The NFT would be used to derive the seeds of an account which would store the following:

  • Stake amount
  • Stake token mint
  • the last time they received the rewards
  • validator pubkey

NFTs can be easily transferred to anyone while retaining the state information. The NFT holder is the only account that has the ability to claim the rewards.

Staking Process

  1. The following process is how a user would deposit their stake, either SOL, JitoSOL, mSOL or bSOL

  2. An NFT is minted and a new Program Derived Address (PDA) is created with the NFT mint as the seed. The stake is updated through a CPI call to the AVS for Solana IBC chain program. The PDA would store the following data:

    • stake amount
    • stake mint
    • last epoch height at which rewards were claimed
    • validator pubkey
  3. The user can claim the rewards if they own the receipt NFT. The rewards would be calculated from the height at which it was last claimed. If claiming for the first time, it will return all the rewards and store the current epoch height in the storage.

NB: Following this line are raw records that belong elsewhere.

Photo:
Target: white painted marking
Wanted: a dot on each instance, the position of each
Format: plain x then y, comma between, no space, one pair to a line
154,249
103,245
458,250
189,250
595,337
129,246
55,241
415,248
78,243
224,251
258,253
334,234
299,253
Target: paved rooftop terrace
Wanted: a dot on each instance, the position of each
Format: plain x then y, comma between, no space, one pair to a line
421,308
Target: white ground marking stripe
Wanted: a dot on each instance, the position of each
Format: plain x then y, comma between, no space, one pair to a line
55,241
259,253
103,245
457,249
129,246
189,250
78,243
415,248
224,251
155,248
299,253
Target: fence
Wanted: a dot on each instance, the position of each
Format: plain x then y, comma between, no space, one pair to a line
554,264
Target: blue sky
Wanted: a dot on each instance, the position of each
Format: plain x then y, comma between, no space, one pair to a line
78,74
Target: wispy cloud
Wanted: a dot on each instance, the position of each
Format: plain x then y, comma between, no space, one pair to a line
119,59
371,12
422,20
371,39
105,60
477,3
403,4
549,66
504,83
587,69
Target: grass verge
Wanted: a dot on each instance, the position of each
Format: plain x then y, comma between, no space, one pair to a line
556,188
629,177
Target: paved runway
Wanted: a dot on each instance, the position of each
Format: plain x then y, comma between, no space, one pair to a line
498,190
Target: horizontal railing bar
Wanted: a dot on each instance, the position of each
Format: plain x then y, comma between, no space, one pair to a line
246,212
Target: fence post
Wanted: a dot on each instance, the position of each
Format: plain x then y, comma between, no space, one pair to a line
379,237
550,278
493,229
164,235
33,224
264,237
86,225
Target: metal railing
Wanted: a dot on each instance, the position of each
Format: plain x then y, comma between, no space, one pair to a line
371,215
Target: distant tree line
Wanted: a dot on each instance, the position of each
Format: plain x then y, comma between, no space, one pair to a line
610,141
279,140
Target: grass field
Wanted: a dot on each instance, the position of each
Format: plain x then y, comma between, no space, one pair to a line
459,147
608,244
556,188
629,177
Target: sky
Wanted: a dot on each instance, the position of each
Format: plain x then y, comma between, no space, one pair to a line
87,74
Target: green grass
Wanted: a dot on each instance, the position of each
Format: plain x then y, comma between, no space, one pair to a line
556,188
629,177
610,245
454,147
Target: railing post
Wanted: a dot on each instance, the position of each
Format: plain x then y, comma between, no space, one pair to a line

  4. While withdrawing, the rewards and stake are returned to the user and the receipt NFT is burnt.

vault-staking-flow

Fractionalisation

At a later time, fractionalisation will be introduced. This will allow users to transfer a part of their receipt token to another account and split the stake in the ratio mentioned and maintain the same rewards epoch height. After which each user can claim their rewards separately. Please note this is the only way a user can transfer a part of their receipt token.